Is it common knowledge that CRAM files (may) need to be sorted before conversion to fastq?
e.g.
samtools sort -m 10G -n -T %s {input} | samtools fastq -F 0xB00 -1 {out.fq1} -2 {out.fq2} -'
may give different results to
samtools fastq -t -1 {out.fq1} -2 {out.fq2} {input}'— Davis McCarthy (@davisjmcc) November 16, 2017
In particular, the incorrectly generated FASTQ files will have worse performance in terms of mapping statistics, caused by read pairs not originating from the same cDNA fragment. We can compare the result on the same data and reference as we used before, after converting files with name sorted and coordinated sorted CRAM files.
We see that cells which would have a mapping rate of > 75% only have ~40% mapping rate with the incorrect coordinate sorting.
Thomas Keane recommends using the samtools collate
command before converting to FASTQ to quickly ensure reads are correctly ordered.
SAM/BAM/CRAM->fastq: samtools view | samtools collate | samtools fastq. Collate is quicker than sort as it does local grouping of alignments by name. Agree should be in docs, send pull request.
— Thomas Keane (@drtkeane) November 17, 2017
If you have data with lower mapping rates and you were provided BAM or CRAM files by your facility, it might be worth to check the sort order. This can be seen in the first line of a BAM/CRAM file.
$ samtools view -H 20003_4#70.cram | head | cut -c1-50
@HD VN:1.4 SO:coordinate
@RG ID:20003_4#70 DT:2016-06-07T00:00:00+0100 PU:1
@PG ID:SCS VN:2.2.68 PN:HiSeq Control Software DS:
@PG ID:basecalling PP:SCS VN:1.18.66.3 PN:RTA DS:B
@PG ID:Illumina2bam PP:basecalling VN:V1.19 CL:uk.
@PG ID:bamadapterfind PP:Illumina2bam VN:2.0.44 CL
@PG ID:BamIndexDecoder PP:bamadapterfind VN:V1.19
@PG ID:spf PP:BamIndexDecoder VN:v10.26-dirty CL:/
@PG ID:bwa PP:spf VN:0.5.10-tpx PN:bwa
@PG ID:BamMerger PP:bwa VN:V1.19 CL:uk.ac.sanger.n
Similar to the case of unsorted FASTQ files, you can also notice this by read headers not matching up in the FASTQ pairs.

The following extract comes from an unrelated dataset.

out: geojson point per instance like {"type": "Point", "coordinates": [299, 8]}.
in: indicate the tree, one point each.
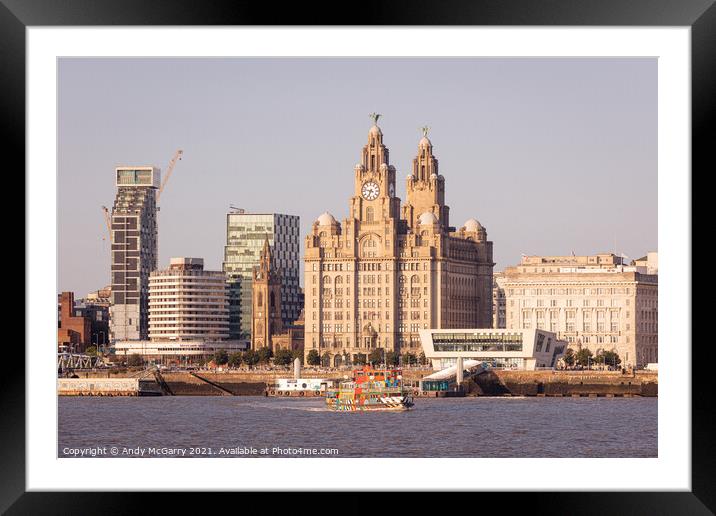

$ head 20003_4#70_*.fastq | cut -c1-50
==> 20003_4#70_1.fastq <==
@HS36_20003:4:2214:5946:43267
CTATTAAGACTCGCTTTCGCAACGCCTCCCCTATTCGGATAAGCTCCCCA
+
BBBBBBBFFFFFF/FFFFFF/<F</FFF/B/<<F/FFF/<<F<B/F/FFF
@HS36_20003:4:2111:19490:55868
GTATCAACGCAGAGTACTTATTTTTTTTTTTTTTTTTTTTTTTGGGTGGT
+
BBBBBFFFBFFFFFFFFFF/<<<FBBBFFFFFFFFFFFFFFFB///////
@HS36_20003:4:2109:19213:11514
TATCAACGCAGAGTACATGGGTGGCGCCAGCTTCAGCAAAAGCCTTTGCT
==> 20003_4#70_2.fastq <==
@HS36_20003:4:2214:5946:43267
GCCCTTAAGTTGATTTGAGAGTAGCGGAACGCTCTGGAAAGTGCGGCCAT
+
BBBBBBFFBFFFF/FFBFFFB/<FFFFF<FFFBFFFFFBFFFFFFFFF<F
@HS36_20003:4:1111:7773:69672
GAGACATAATAAACAAAAAAAGAATAAGATAAAGGAGAGAGAAAAAAACG
+
/<//////<//BF/F/FFFFF/<F/B//</<FF//F/F/F/FFFFFFF</
@HS36_20003:4:2109:19213:11514
CATTACAGGCGCATCTTACGGAATTGGATATGAAATAGCAAAGGCTTTTG
This post was suggested by Raghd Rostom and Davis McCarthy.